This makes things clear. We will start working on weston.
If required we could push it to plugin.
>>> In upstream Weston, only add an API through the
>>> plugin-registry to set up an already validated, single SRM table for
>>> all connectors that support it. In other words:
>>> libweston makes an internal copy of the data and programs the same data
>>> to any connector that gets HDCP enabled, or it will fail to enable HDCP
>>> at all for the connector. Calling set_srm_table() again will
>>> unconditionally overwrite the earlier data.
>> SRM need not be available with all players. Even if he is not providing
>> we could use the latest SRM from the non-volatile memory.
>> Agreed. Here set_srm_table() will make a copy and write into Kernel
>> to overwrite the SRM exist in kernel if any.
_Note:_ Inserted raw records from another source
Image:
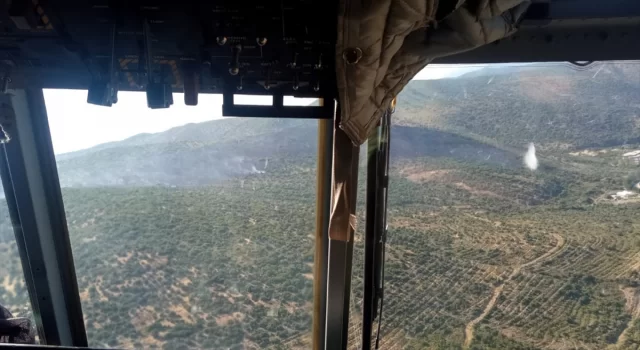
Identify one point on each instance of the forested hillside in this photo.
(202, 236)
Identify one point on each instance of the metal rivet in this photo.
(352, 56)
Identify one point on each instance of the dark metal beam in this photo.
(340, 255)
(323, 207)
(39, 220)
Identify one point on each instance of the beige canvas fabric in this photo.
(381, 45)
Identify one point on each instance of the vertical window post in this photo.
(341, 232)
(30, 178)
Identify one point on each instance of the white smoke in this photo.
(530, 159)
(256, 171)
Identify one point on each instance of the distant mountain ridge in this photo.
(488, 115)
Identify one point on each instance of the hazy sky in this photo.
(77, 125)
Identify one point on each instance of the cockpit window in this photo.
(188, 230)
(513, 209)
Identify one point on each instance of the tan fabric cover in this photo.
(381, 45)
(398, 38)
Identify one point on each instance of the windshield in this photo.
(513, 210)
(188, 230)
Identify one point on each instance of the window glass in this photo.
(14, 295)
(513, 209)
(188, 230)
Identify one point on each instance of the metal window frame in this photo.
(29, 174)
(33, 193)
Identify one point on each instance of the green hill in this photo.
(202, 236)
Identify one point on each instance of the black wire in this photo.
(384, 244)
(386, 134)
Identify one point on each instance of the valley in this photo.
(202, 236)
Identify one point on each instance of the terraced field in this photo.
(482, 266)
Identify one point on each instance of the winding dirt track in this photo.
(468, 330)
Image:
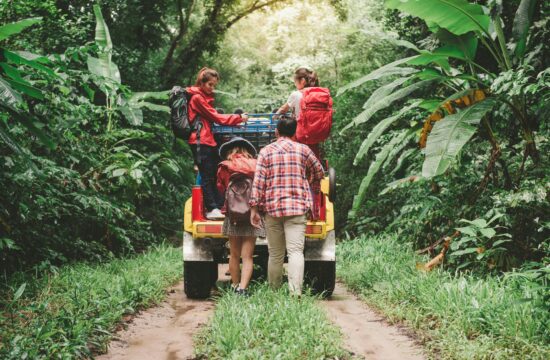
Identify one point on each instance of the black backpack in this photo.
(237, 196)
(180, 123)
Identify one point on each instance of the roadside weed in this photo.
(269, 325)
(458, 316)
(71, 314)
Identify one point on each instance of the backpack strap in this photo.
(198, 126)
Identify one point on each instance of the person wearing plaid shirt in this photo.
(287, 173)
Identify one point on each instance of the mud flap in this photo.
(200, 249)
(321, 249)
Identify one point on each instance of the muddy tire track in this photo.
(162, 332)
(366, 334)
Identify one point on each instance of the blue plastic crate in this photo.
(259, 130)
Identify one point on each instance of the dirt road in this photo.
(163, 332)
(166, 331)
(365, 333)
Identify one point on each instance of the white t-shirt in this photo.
(294, 102)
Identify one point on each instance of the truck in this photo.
(204, 245)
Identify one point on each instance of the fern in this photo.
(379, 130)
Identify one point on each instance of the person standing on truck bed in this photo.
(285, 171)
(204, 146)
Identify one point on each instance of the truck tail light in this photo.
(314, 229)
(209, 228)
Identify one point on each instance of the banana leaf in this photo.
(16, 27)
(449, 136)
(457, 16)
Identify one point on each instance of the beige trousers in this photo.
(286, 233)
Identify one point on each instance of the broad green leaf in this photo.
(467, 230)
(466, 43)
(8, 96)
(26, 88)
(384, 90)
(399, 183)
(386, 70)
(449, 135)
(401, 160)
(464, 252)
(103, 66)
(140, 96)
(233, 95)
(30, 125)
(151, 106)
(379, 130)
(18, 59)
(457, 16)
(381, 157)
(12, 72)
(384, 102)
(19, 292)
(522, 22)
(430, 105)
(133, 115)
(16, 27)
(102, 35)
(488, 232)
(119, 172)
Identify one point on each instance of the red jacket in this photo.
(201, 104)
(238, 164)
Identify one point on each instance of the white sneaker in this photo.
(215, 214)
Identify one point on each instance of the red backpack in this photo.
(315, 119)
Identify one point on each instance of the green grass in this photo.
(73, 312)
(458, 316)
(269, 325)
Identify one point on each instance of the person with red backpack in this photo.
(311, 106)
(235, 177)
(202, 142)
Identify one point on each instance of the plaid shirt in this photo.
(284, 171)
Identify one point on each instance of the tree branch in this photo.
(255, 6)
(183, 28)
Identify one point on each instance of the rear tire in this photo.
(197, 279)
(331, 185)
(260, 268)
(320, 276)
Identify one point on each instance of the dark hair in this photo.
(286, 126)
(305, 73)
(206, 74)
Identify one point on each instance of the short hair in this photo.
(286, 126)
(206, 74)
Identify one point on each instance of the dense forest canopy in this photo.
(89, 168)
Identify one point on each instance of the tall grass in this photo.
(72, 313)
(458, 315)
(269, 325)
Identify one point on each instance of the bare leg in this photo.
(235, 243)
(247, 251)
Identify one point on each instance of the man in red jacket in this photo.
(203, 146)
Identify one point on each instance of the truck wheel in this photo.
(320, 276)
(331, 185)
(260, 268)
(197, 279)
(213, 273)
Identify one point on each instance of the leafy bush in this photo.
(269, 324)
(458, 316)
(71, 313)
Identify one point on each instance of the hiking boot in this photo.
(215, 214)
(242, 292)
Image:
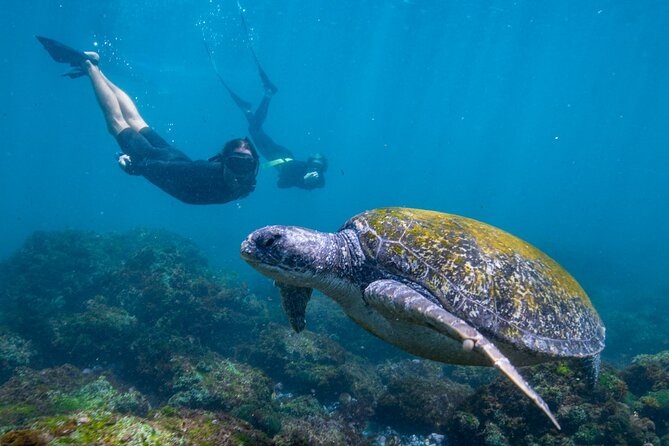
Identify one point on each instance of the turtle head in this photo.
(289, 254)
> The idea here was that set_srm_table() is a simple API we can easily
> maintain upstream. The external plugin would check the SRM table dates
> and signatures and if they pass, call set_srm_table(). The external
> plugin would also offer the client interface, whether it is Wayland,
> DBus, or something else, to the video players. I believe this is a
> design we could the very least agree to in upstream Weston, provided
> there is a way to test set_srm_table() by feeding a sample SRM table
> e.g. through a small test plugin in upstream.
> Oh, and if saving the latest SRM table to persistent memory is needed,
> the external plugin could do that as well.
Plugin will receive the SRM table and validate the signature, and compare
with the stored SRM for latest version and provide the latest ver to
set_srm_table exported by compositor.
We should workup on the testing foption for SRM revocation.
>>> This way upstream does not need to design for a use case they have no
>>> idea about, a vendor can implement the SRM table management any way
>>> they want, and once there is an actual working implementation suitable
>>> for serious use, we can have a look at what it involves and whether it
>>> would be suitable for Weston upstream.
>>> I actually doubt whether vendors would even want the SRM table
>>> management code open sourced.
>>> For testing the API, we would probably need a dummy SRM table plugin,
>>> which just feeds in a hardcoded table or from a file, without any
>>> authentication or runtime updates, or even better, allows the user to
>>> set the list of revoked devices so one can easily test revoking ones
>>> own HDCP display.
>>> How's that?
>> Reference SRM tables are provided in HDCP spec for testing purpose.
> What do they revoke? Everything?
No. They revoke specified HDCP receiver IDs.